哗啦一声,潘篱不知道又把什么东西给摔了,她妈妈赶紧去看,就看地上一片碎瓷,她把自己一瓶面霜摔了,潘篱妈妈就惆怅了,潘篱从出院以后,比以前更加的毛手毛脚了,骂也骂不过来。还老是把自己摔着磕着,小山听到声音也过来看,就看潘篱妈妈正在骂潘篱:“你说你擦个霜就把瓶摔了,你说你都摔坏多少东西了?老这么不小心,心长哪去了?”
潘篱嘟着嘴,收拾了碎玻璃丧气的出去了,小山拉着潘篱妈妈说:“阿姨你别骂她了,我看她这不是不当心,我觉着是该上医院看看了,哪有这么频繁摔坏东西的?还老撞着自己,估计是脑伤后遗症。”潘篱闻言,急忙点头,说:“我不是故意的,我每次都很小心的,可是越小心越出事。”
于是小山第二天专门请了个假带她去了医院,做了检查,医生得出的结论果然是小脑运动神经失调,潘篱很沮丧,拿着结果问小山:“是不是以后我什么也不能动,什么也不能碰了?相当于残疾人了?”小山急忙安慰她:“医生也说了,多做做协调性训练就好了。”
两个人一边说一边回去了,回去把诊断书拿给潘篱妈妈看,潘篱这下理直气壮起来,说:“你看,我都说不是故意的吧?”潘篱妈妈气道:“以后你什么都不许碰。”潘篱嘟了嘴,说:“那我干嘛?我呆在家里好无聊。”潘篱妈妈生气走了,小山在一边说:“要不跟我学画画?”
潘篱却说:“我想学搏击,我看电视上那些人动作好帅啊。”小山犹疑了一下,一时没说话。潘篱看她犹疑,有些失望,说:“你不愿意我学吗?是不是请教练很贵?”小山急忙说:“没有,就算请个私教,一星期两节课也贵不到哪里去,你想学就学吧,我给你请个教练。”
“好。”潘篱开心起来,她不记得自己之前干什么的,其实也把自己那些能力都给忘了,小山也觉的她可能都记不起来了,要不然不会这么毛手毛脚,然后又对搏击节目那么感兴趣。
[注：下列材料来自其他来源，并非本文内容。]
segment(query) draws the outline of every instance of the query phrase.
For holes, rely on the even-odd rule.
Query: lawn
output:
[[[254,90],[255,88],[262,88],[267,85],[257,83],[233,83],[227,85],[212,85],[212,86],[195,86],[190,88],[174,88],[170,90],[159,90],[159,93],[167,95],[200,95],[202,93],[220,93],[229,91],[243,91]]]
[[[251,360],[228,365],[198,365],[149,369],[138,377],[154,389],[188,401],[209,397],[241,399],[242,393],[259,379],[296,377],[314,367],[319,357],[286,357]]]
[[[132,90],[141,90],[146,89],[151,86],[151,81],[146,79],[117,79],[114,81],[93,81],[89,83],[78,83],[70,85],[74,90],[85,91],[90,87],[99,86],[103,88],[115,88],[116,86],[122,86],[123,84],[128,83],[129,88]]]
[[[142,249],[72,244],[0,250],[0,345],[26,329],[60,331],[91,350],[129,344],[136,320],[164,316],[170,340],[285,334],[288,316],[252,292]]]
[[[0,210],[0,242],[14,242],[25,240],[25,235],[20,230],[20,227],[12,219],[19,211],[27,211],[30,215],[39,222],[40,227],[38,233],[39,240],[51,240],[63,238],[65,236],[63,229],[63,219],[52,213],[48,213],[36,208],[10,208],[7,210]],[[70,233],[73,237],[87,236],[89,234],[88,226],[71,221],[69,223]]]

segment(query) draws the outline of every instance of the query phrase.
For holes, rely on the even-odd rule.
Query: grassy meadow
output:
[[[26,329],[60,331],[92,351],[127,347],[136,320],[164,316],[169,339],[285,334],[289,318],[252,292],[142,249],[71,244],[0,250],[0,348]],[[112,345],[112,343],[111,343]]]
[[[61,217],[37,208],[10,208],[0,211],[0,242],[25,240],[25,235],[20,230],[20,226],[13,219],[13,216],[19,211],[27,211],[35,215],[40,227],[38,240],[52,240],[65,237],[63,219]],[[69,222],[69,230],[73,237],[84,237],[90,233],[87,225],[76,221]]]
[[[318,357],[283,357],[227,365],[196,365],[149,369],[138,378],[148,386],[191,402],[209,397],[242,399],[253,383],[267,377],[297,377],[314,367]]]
她答应以后,潘篱开心的探头在小山脸上亲了一口,小山感觉她软软的唇,心里也柔软甜蜜起来,伸手抚摸着潘篱的脸蛋,说:“只要我能力所及,你要什么都好。”
其实小山现在负担还是很重的,一个人养五口人,还要供房租,给潘篱治伤是之前卖掉的几幅画的钱,现在继续所剩无几,不过她最大的财富是她的那双手,只要她能坚持画下去,财富就会随之而来,可是她的身体并不容许她投入太多的心力去创作,不过身在荷兰的好处就是社会福利好,生活压力没那么大。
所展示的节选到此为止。